I have lots of other wishes that involve meeting authors, but I didn’t put them down here because I do go to conventions and twitter is magical already, so lots of those wishes are coming true at an astounding rate.  I got to meet Seanan McGuire, Alex Bledsoe, and Brandon Sanderson at JordanCon.

I’ll meet Mary Robinette Kowal later this year when she comes to do a signing at Little Professor (It’s September 14.  You should come.  It’s also going to be my birthday party.  So you should really come!  There will be cake!)

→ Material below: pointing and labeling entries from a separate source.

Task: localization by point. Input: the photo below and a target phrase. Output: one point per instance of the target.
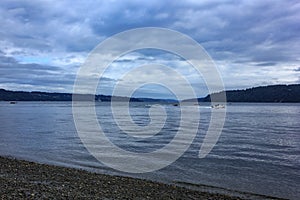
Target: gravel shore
(27, 180)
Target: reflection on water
(258, 150)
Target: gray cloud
(246, 35)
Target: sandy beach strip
(28, 180)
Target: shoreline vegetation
(21, 179)
(262, 94)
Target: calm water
(258, 150)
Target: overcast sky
(43, 43)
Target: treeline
(6, 95)
(272, 93)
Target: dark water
(257, 152)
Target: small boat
(218, 106)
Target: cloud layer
(42, 43)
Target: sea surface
(257, 152)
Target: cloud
(41, 42)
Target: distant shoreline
(261, 94)
(24, 179)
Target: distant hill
(272, 93)
(6, 95)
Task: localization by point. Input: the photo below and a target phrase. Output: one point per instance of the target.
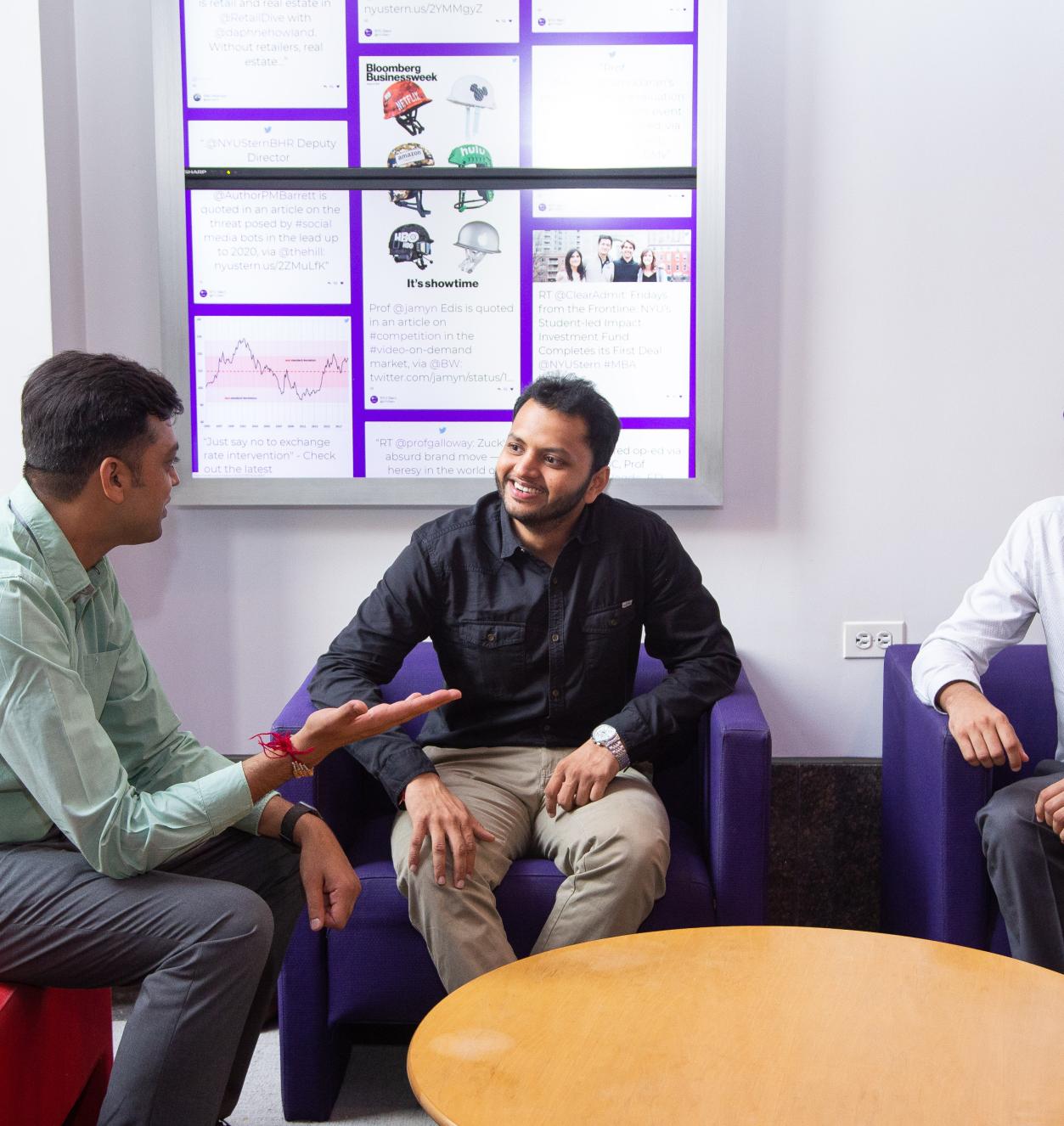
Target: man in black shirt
(535, 598)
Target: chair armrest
(738, 786)
(935, 880)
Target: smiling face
(155, 477)
(544, 473)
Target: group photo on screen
(606, 256)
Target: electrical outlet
(870, 639)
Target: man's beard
(552, 512)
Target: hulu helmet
(472, 155)
(476, 93)
(403, 102)
(410, 155)
(410, 244)
(476, 239)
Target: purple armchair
(377, 970)
(935, 881)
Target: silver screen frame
(704, 490)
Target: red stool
(55, 1056)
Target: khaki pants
(614, 855)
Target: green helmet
(472, 155)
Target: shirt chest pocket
(608, 625)
(493, 652)
(97, 673)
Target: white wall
(25, 292)
(894, 352)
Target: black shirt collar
(586, 531)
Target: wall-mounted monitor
(380, 221)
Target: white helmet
(474, 92)
(476, 239)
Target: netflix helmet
(410, 155)
(473, 92)
(410, 244)
(472, 155)
(476, 239)
(403, 102)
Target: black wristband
(289, 821)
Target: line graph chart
(273, 396)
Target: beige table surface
(748, 1025)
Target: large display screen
(360, 335)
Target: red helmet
(401, 102)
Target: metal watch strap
(616, 746)
(289, 821)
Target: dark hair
(572, 396)
(79, 408)
(581, 269)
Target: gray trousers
(206, 932)
(1026, 865)
(614, 855)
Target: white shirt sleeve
(994, 613)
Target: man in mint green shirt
(128, 850)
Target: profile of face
(144, 504)
(544, 470)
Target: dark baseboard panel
(825, 842)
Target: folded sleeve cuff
(225, 797)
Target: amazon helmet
(472, 155)
(410, 244)
(403, 100)
(476, 239)
(410, 155)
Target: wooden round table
(748, 1025)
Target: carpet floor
(375, 1088)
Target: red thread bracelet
(279, 746)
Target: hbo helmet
(472, 155)
(410, 155)
(401, 102)
(474, 92)
(476, 239)
(410, 244)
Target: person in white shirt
(1022, 825)
(601, 268)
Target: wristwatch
(289, 821)
(606, 735)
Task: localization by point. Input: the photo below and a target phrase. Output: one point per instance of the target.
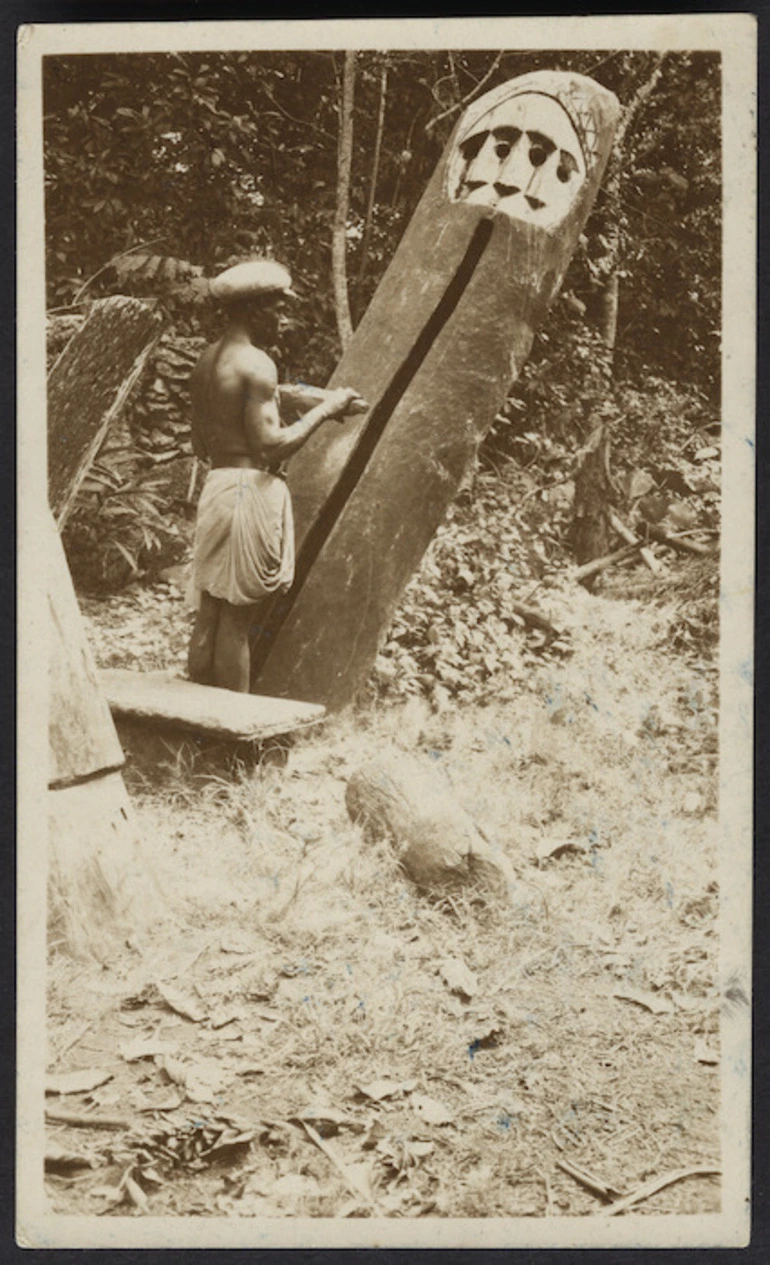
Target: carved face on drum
(522, 157)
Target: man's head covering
(252, 280)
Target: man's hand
(343, 401)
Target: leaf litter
(537, 1060)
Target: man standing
(244, 544)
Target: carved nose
(516, 171)
(540, 180)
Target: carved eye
(472, 146)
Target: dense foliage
(163, 168)
(214, 156)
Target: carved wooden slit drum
(448, 330)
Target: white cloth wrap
(244, 536)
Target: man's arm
(266, 437)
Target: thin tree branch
(109, 265)
(364, 244)
(467, 99)
(339, 240)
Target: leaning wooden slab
(448, 330)
(172, 702)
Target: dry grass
(280, 908)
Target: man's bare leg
(232, 654)
(200, 654)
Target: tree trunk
(440, 848)
(610, 310)
(87, 387)
(339, 242)
(593, 501)
(610, 263)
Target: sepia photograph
(385, 850)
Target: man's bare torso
(219, 385)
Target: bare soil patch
(309, 1036)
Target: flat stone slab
(172, 702)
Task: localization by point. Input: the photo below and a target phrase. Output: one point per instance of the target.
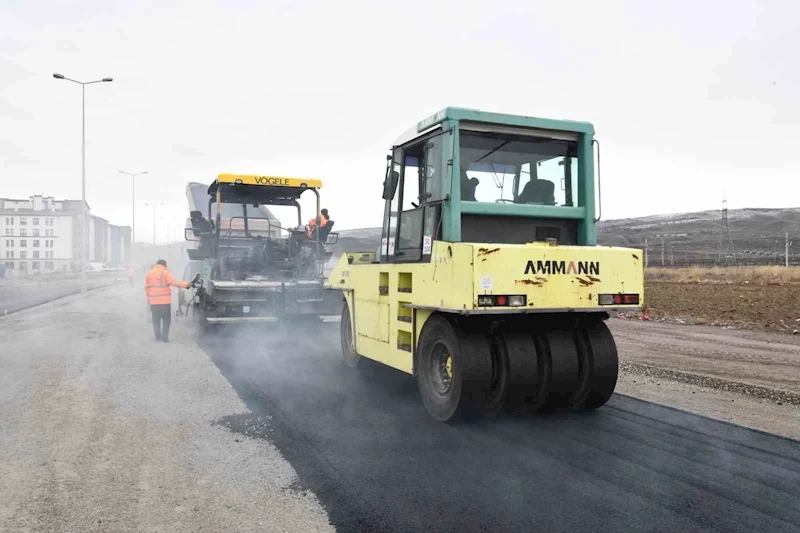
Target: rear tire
(498, 388)
(351, 357)
(528, 370)
(454, 371)
(560, 349)
(597, 343)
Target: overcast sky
(688, 98)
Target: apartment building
(41, 235)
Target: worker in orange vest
(158, 285)
(321, 220)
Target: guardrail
(14, 281)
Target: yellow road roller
(488, 284)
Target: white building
(41, 234)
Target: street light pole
(154, 206)
(133, 201)
(84, 226)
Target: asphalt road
(363, 443)
(23, 296)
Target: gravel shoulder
(744, 377)
(102, 429)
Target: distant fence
(684, 251)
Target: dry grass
(773, 275)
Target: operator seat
(537, 191)
(200, 226)
(325, 231)
(468, 186)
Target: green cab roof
(520, 121)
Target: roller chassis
(554, 353)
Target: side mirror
(390, 184)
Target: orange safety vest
(158, 283)
(313, 222)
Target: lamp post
(133, 201)
(154, 206)
(84, 226)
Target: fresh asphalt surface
(16, 298)
(363, 443)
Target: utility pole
(154, 206)
(727, 228)
(83, 227)
(133, 201)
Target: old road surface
(27, 294)
(102, 429)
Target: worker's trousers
(161, 315)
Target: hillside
(757, 236)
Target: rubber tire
(351, 358)
(472, 371)
(527, 371)
(564, 380)
(596, 341)
(500, 366)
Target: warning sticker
(427, 243)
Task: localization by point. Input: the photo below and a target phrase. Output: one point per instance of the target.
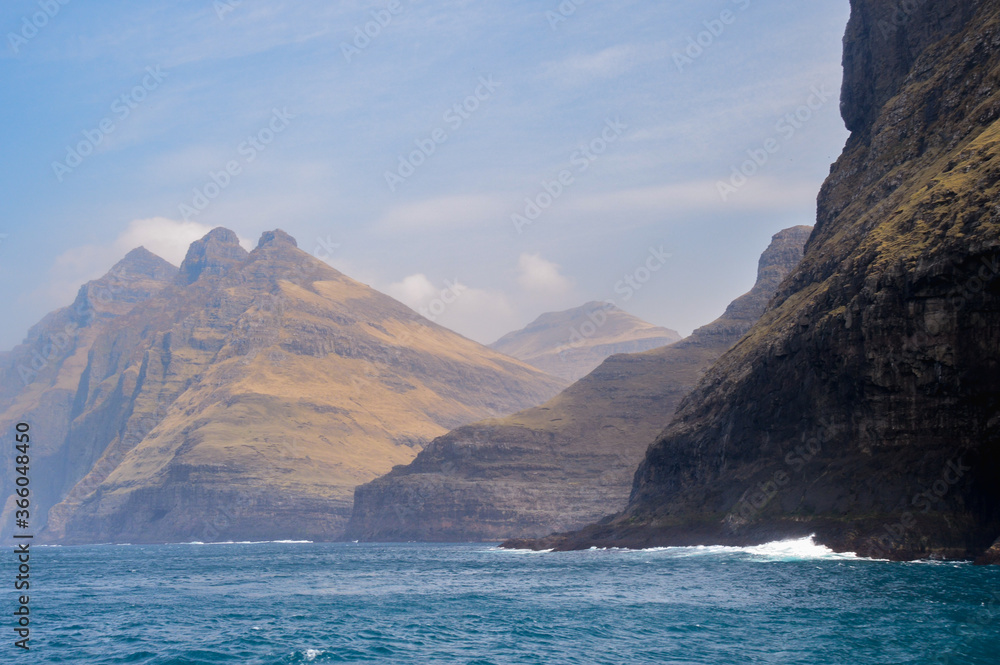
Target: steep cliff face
(247, 397)
(573, 343)
(39, 378)
(863, 407)
(567, 462)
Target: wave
(799, 549)
(252, 542)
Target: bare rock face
(243, 398)
(39, 378)
(569, 461)
(574, 343)
(863, 406)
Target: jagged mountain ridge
(862, 408)
(39, 378)
(568, 461)
(573, 343)
(247, 398)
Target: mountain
(39, 378)
(573, 343)
(863, 407)
(569, 461)
(241, 397)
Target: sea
(298, 602)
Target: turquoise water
(474, 604)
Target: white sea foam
(801, 549)
(253, 542)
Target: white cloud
(414, 291)
(444, 212)
(166, 238)
(474, 313)
(540, 277)
(611, 62)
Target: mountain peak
(572, 343)
(214, 254)
(141, 262)
(276, 238)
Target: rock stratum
(241, 397)
(573, 343)
(864, 407)
(569, 461)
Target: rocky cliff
(40, 377)
(243, 397)
(573, 343)
(863, 407)
(569, 461)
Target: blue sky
(122, 119)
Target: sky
(483, 162)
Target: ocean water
(279, 603)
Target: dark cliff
(863, 407)
(567, 462)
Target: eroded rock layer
(863, 407)
(569, 461)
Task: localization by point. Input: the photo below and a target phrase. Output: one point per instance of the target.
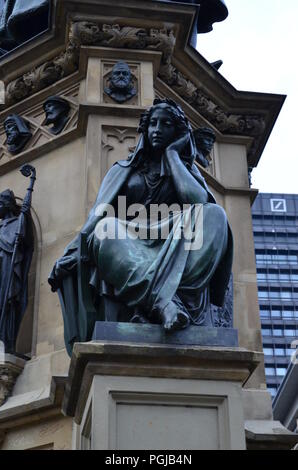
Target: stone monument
(120, 389)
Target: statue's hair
(180, 120)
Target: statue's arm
(189, 189)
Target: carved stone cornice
(10, 369)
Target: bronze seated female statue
(164, 270)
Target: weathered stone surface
(193, 335)
(10, 368)
(155, 360)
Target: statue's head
(17, 132)
(121, 76)
(56, 108)
(163, 123)
(205, 138)
(8, 203)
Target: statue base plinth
(156, 396)
(156, 334)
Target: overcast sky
(258, 44)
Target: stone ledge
(10, 368)
(33, 406)
(153, 360)
(269, 435)
(139, 333)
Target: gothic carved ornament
(115, 36)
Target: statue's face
(121, 76)
(53, 111)
(161, 129)
(12, 132)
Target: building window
(272, 389)
(278, 205)
(266, 332)
(268, 351)
(280, 371)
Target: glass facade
(275, 226)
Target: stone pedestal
(141, 396)
(10, 368)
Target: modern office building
(275, 224)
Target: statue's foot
(173, 318)
(138, 318)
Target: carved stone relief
(117, 143)
(133, 99)
(36, 118)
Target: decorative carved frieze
(115, 36)
(36, 118)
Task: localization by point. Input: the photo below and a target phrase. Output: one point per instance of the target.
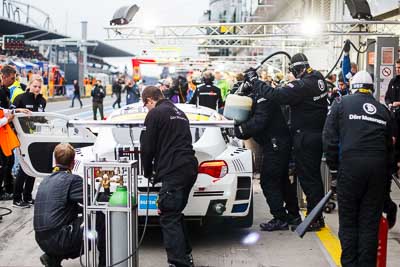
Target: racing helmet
(207, 77)
(361, 80)
(298, 63)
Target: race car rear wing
(140, 123)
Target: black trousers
(98, 106)
(23, 186)
(6, 178)
(118, 100)
(79, 99)
(172, 201)
(307, 151)
(67, 241)
(275, 182)
(360, 192)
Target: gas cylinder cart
(119, 208)
(327, 181)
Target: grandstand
(56, 56)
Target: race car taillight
(214, 168)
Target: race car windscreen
(123, 137)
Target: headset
(207, 77)
(294, 67)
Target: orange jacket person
(8, 139)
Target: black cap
(298, 59)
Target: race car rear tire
(246, 221)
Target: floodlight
(359, 9)
(124, 15)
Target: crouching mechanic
(357, 140)
(269, 129)
(168, 142)
(58, 229)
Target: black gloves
(333, 180)
(238, 131)
(250, 75)
(346, 47)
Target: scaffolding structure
(251, 34)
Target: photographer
(306, 97)
(268, 127)
(167, 152)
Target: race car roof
(33, 33)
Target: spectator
(98, 95)
(117, 89)
(341, 90)
(34, 101)
(57, 226)
(239, 82)
(190, 87)
(77, 94)
(178, 90)
(8, 75)
(222, 84)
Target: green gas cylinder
(119, 226)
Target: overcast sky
(67, 15)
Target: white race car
(223, 188)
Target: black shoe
(30, 201)
(274, 225)
(294, 220)
(7, 196)
(50, 261)
(21, 204)
(189, 258)
(316, 225)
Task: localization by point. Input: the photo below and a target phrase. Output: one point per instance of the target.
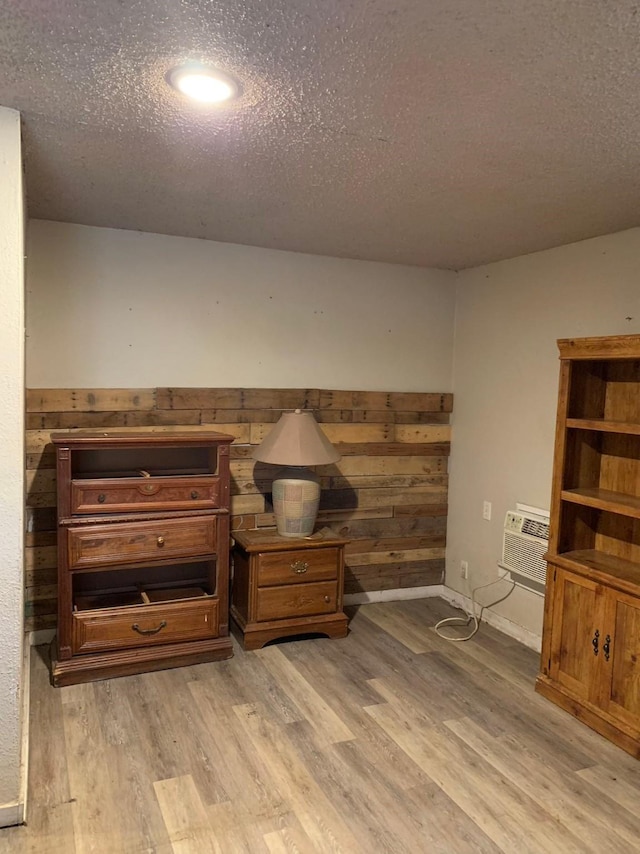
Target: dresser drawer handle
(136, 628)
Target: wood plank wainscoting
(387, 495)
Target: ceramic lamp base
(296, 498)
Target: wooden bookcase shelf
(591, 641)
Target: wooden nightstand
(284, 586)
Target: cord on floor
(472, 617)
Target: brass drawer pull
(136, 628)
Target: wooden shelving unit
(143, 552)
(591, 642)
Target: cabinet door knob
(136, 628)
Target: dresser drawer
(118, 495)
(118, 628)
(131, 542)
(296, 600)
(297, 566)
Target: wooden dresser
(143, 552)
(284, 586)
(591, 640)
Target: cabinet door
(577, 636)
(621, 683)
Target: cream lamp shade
(296, 441)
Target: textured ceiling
(443, 133)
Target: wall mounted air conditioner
(524, 542)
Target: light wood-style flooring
(391, 740)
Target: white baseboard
(41, 636)
(396, 595)
(458, 600)
(15, 812)
(11, 814)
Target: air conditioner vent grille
(524, 556)
(535, 529)
(524, 544)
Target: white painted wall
(110, 308)
(11, 461)
(508, 317)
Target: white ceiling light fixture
(202, 83)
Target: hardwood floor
(391, 740)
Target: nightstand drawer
(117, 628)
(119, 495)
(297, 566)
(131, 542)
(296, 600)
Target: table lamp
(295, 442)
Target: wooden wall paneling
(387, 494)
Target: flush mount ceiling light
(204, 84)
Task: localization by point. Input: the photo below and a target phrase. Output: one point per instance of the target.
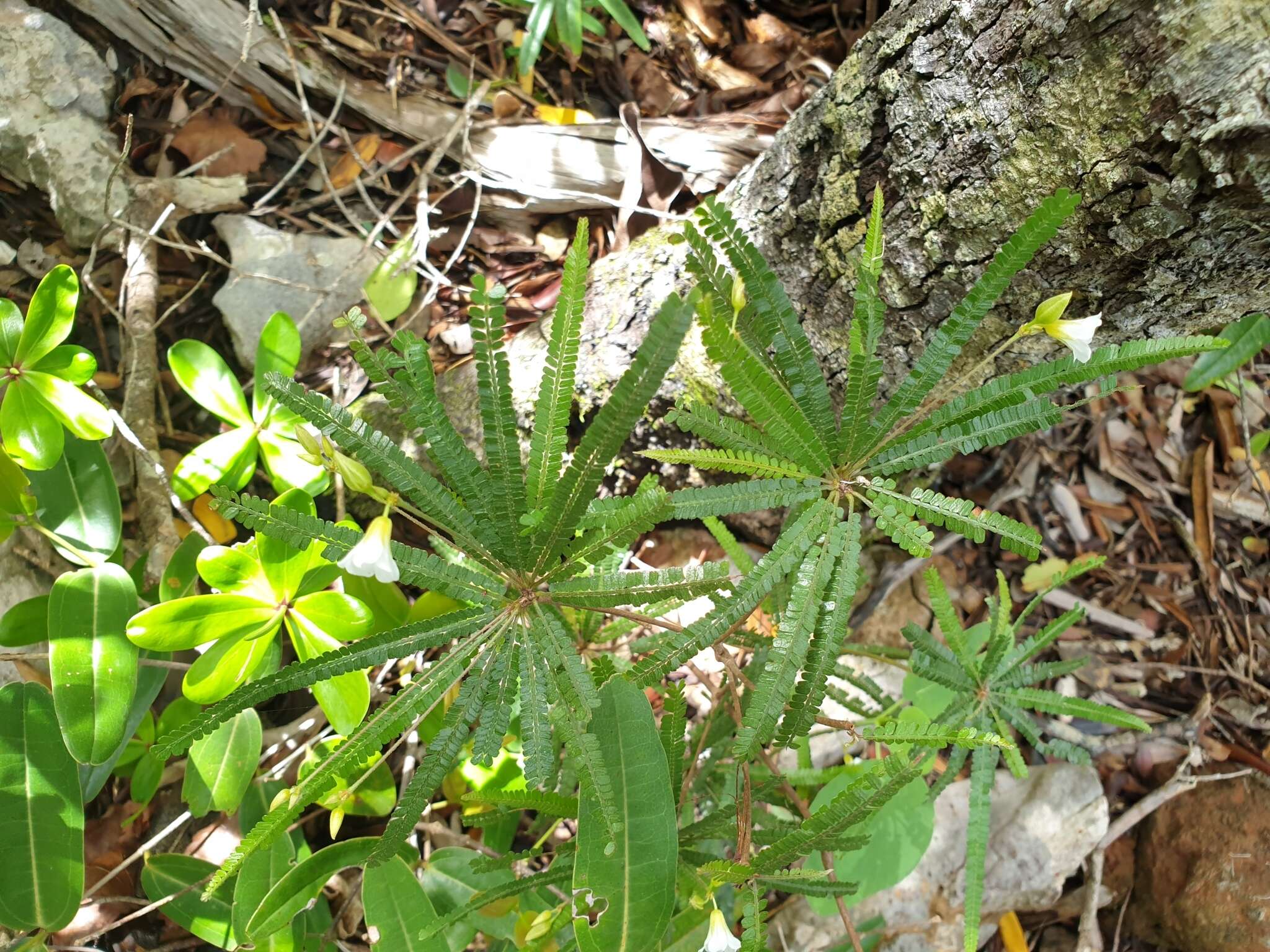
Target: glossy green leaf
(221, 765)
(203, 374)
(92, 663)
(393, 283)
(450, 883)
(50, 316)
(229, 664)
(79, 499)
(32, 436)
(278, 352)
(150, 681)
(345, 699)
(285, 565)
(636, 880)
(70, 362)
(189, 622)
(25, 622)
(225, 460)
(260, 873)
(211, 920)
(42, 874)
(286, 469)
(398, 909)
(303, 884)
(180, 575)
(1246, 337)
(898, 837)
(70, 405)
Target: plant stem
(93, 560)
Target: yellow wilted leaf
(558, 116)
(216, 524)
(349, 168)
(1039, 576)
(1013, 933)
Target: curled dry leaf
(350, 167)
(206, 135)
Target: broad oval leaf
(1246, 338)
(203, 374)
(278, 352)
(221, 764)
(92, 663)
(50, 315)
(398, 909)
(636, 880)
(79, 499)
(304, 883)
(211, 920)
(189, 622)
(42, 874)
(259, 874)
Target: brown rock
(1203, 870)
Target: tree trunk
(968, 115)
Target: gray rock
(333, 267)
(55, 99)
(1042, 831)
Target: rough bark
(969, 113)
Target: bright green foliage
(636, 879)
(41, 377)
(266, 432)
(564, 20)
(260, 587)
(991, 691)
(221, 765)
(528, 550)
(42, 878)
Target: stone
(333, 267)
(1203, 870)
(55, 100)
(1043, 828)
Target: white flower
(719, 938)
(373, 557)
(1076, 334)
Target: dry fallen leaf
(271, 115)
(349, 167)
(207, 135)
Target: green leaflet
(91, 660)
(956, 332)
(221, 765)
(210, 917)
(556, 392)
(636, 879)
(42, 878)
(613, 426)
(303, 884)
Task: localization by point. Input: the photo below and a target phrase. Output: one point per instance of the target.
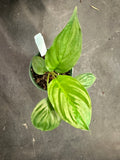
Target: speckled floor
(19, 22)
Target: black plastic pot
(32, 78)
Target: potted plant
(68, 98)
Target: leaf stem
(48, 78)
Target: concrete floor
(19, 22)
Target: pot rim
(31, 76)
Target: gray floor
(19, 22)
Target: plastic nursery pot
(33, 79)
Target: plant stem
(48, 78)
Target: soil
(41, 80)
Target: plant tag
(39, 40)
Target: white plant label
(39, 40)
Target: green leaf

I’ve met Dan Wells and Jonathan Maberry thanks to DragonCon.  Now, I just need to meet Emma Newman herself and Stephanie Burgis.  And Paul Cornell.  And Nick Harkaway.  (All of these people are across the pond, which makes it more difficult, but I have faith in my own ingenuity and my Virgin Atlantic points to make it happen someday.)
Twitter really has been amazing when it comes to connecting with authors.  If you have someone you admire, shoot them a tweet.  They’re fairly likely to at least say “Thank you” and that can give you a little glow all day.

 

“These three wishes are part of a wish-making community organized by author Emma Newman to celebrate the release of the second Split Worlds novel “Any Other Name”. Can you make any of them come true? Come and see what other people are wishing for and find out how to join in at www.splitworlds.com/split-worlds-extra/three-wishes – who know, perhaps someone could make one of your wishes come true.”

 

Bout of Books 7.0

April 29, 2013

So, Bout of Books is rolling around again.  Here is my official sign up post:

 

The Bout of Books read-a-thon is organized by Amanda @ On a Book Bender and Kelly @ Reading the Paranormal. It is a week long read-a-thon that begins 12:01am Monday, May 13th and runs through Sunday, May 19th in whatever time zone you are in. Bout of Books is low-pressure, and the only reading competition is between you and your usual number of books read in a week. There are challenges, giveaways, and a grand prize, but all of these are completely optional. For all Bout of Books 7.0 information and updates, be sure to visit the Bout of Books blog. – From the Bout of Books team

So, it’s going to be pretty awesome.  I don’t think I’m going to try to do a theme this year since I scrapped it pretty quickly last year.  I’m going to commit to 5 books, but with a hope to stretch that out to 10.  We’ll see how well it goes.  Also, I should be hosting a challenge on Tuesday, May 14.  Anyone can play, but you have to be officially signed up for the Bout of Books to win.  More details will come later!